While try to using google/flan-t5-xxl inference deploy in AWS sagemaker. Answers is truncated.

#62
by haizamir - opened

Hi Huggingface community,

I deploy google/flan-t5-xxl inference in AWS Sagemaker exactly as the Deploy Instructions for Sagemaker in the model page.

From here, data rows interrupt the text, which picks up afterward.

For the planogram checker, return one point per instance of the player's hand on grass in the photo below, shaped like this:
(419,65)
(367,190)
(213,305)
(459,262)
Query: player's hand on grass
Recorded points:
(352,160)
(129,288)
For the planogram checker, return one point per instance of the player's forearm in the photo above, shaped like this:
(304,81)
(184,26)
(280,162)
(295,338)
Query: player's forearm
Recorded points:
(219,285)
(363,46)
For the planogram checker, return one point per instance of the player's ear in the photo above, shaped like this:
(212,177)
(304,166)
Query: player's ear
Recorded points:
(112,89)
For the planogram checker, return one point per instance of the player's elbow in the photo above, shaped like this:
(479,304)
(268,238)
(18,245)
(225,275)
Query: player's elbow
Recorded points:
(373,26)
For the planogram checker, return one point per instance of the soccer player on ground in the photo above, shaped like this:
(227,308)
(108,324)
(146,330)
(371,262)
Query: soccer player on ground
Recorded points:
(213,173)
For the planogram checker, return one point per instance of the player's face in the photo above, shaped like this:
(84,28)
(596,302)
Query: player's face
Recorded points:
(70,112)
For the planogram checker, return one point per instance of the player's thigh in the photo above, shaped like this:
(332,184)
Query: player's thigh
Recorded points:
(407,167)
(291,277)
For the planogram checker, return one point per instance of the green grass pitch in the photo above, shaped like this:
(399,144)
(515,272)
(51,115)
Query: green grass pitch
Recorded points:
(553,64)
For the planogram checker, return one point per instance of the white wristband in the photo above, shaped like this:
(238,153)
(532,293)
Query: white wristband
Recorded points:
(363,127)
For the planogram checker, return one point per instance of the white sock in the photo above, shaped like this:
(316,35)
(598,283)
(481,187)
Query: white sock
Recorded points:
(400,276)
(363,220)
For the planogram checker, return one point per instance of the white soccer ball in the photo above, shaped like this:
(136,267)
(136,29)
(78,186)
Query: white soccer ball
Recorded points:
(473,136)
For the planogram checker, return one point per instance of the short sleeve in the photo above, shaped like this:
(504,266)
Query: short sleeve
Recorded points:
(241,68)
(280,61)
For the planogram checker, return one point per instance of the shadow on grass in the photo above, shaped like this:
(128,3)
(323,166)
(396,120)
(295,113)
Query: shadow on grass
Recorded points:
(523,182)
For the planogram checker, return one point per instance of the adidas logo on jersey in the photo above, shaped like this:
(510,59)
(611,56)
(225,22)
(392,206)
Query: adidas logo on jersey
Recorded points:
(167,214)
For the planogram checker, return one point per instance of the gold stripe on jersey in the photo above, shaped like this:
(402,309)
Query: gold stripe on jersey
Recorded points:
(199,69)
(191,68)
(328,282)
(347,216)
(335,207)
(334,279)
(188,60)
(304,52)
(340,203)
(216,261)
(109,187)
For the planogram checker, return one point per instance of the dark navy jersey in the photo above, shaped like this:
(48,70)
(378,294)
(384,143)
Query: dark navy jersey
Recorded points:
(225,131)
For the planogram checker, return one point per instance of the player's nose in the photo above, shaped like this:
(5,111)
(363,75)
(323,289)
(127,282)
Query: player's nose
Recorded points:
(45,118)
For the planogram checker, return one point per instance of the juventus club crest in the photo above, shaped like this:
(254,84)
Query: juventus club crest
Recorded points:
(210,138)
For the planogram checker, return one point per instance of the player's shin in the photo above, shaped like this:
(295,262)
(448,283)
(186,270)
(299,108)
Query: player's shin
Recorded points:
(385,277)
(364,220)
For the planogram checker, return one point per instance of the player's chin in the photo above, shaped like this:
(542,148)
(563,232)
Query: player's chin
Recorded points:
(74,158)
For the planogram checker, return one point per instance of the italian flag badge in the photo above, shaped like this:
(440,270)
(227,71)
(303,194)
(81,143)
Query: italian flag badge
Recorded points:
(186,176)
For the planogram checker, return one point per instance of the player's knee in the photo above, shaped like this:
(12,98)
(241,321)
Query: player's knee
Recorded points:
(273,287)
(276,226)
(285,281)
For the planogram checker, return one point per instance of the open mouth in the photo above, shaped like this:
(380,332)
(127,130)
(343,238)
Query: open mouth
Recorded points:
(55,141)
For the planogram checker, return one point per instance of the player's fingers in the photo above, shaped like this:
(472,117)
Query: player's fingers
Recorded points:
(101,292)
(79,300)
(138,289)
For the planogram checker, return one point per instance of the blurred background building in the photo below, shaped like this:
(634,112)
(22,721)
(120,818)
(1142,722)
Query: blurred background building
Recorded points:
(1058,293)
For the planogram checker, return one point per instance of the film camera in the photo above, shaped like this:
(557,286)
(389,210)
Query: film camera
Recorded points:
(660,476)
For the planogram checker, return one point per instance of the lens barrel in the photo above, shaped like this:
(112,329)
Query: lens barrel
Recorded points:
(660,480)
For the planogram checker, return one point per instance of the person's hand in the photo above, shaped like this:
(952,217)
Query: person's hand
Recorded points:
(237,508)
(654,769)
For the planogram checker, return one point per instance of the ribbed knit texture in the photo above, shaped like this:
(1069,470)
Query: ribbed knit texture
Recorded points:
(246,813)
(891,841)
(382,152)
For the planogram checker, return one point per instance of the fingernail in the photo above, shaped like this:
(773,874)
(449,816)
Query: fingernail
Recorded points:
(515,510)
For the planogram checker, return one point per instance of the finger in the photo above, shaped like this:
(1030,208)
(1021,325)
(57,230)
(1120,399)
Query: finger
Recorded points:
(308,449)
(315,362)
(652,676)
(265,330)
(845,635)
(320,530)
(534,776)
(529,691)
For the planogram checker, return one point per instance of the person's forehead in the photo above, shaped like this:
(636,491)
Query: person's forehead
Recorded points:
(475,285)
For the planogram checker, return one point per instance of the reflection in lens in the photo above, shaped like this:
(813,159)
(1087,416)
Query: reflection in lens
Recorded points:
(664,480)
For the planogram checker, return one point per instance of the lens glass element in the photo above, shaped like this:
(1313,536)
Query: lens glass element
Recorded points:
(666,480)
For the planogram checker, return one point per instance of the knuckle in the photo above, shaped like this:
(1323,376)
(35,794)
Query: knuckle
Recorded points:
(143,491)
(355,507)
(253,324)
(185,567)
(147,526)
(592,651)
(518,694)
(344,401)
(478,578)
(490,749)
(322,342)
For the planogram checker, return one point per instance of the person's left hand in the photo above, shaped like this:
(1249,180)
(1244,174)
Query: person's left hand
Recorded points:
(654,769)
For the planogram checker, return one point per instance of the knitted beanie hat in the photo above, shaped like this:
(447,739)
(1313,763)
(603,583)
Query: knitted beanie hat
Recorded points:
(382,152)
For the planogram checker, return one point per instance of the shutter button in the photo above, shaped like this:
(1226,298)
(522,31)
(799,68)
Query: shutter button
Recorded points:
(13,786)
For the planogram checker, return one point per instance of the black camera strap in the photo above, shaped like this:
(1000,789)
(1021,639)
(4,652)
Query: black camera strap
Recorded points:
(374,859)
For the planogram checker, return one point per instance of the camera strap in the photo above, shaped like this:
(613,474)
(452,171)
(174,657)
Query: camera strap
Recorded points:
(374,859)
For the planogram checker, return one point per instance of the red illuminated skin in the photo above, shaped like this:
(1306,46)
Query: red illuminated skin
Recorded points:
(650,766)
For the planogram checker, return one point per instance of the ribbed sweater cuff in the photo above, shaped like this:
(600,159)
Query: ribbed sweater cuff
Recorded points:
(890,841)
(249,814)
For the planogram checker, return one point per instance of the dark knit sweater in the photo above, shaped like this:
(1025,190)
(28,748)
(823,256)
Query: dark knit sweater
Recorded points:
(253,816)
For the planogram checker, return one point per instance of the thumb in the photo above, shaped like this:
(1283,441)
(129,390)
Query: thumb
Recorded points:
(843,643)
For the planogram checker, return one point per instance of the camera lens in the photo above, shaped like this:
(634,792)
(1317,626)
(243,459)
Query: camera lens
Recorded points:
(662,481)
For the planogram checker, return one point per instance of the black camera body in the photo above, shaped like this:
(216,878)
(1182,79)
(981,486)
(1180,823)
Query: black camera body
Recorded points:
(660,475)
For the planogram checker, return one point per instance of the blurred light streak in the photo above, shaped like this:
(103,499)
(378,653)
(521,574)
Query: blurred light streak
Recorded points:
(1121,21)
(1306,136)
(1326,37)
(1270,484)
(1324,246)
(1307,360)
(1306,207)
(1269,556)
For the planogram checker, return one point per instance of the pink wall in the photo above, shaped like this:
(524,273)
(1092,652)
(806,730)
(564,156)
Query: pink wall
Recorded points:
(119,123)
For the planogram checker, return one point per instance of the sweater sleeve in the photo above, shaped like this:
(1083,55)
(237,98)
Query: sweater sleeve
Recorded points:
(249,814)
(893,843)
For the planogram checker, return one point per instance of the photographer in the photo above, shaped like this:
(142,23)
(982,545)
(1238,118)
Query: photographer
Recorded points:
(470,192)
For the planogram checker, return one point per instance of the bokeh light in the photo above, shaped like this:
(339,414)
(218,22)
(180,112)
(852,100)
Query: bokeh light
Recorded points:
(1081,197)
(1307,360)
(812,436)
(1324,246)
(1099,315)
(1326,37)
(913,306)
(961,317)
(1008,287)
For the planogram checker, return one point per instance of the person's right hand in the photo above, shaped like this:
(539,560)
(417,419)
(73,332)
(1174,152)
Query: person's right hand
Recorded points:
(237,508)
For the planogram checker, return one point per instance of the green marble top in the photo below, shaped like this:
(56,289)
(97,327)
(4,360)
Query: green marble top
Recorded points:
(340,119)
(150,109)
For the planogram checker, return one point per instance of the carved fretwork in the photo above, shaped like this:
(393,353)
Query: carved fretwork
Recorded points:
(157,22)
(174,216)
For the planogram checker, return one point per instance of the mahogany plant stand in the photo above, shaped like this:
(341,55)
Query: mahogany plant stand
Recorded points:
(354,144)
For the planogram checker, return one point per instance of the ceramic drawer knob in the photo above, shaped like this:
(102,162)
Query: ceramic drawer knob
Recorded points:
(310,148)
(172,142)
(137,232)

Hub Model configuration. https://huggingface.co/models

hub = {
'HF_MODEL_ID':'google/flan-t5-xxl',
'SM_NUM_GPUS': json.dumps(4)
}
# create Hugging Face Model Class
huggingface_model = HuggingFaceModel(
image_uri=get_huggingface_llm_image_uri("huggingface",version="1.0.3"),
env=hub,
role=role,
)
# deploy model to SageMaker Inference
predictor = huggingface_model.deploy(
initial_instance_count=1,
instance_type="ml.g5.12xlarge",
container_startup_health_check_timeout=300,
)

In parallel, I deploy the AWS Jumpstart flan-t5-xxl and compare the answers.
All the answers from huggingface 'google/flan-t5-xxl' were truncated compared to the AWS jumpstart flan-t5-xxl, even when setting the hyperparameter max_length to 300.
Same behavior for 'google/flan-t5-large/XL'.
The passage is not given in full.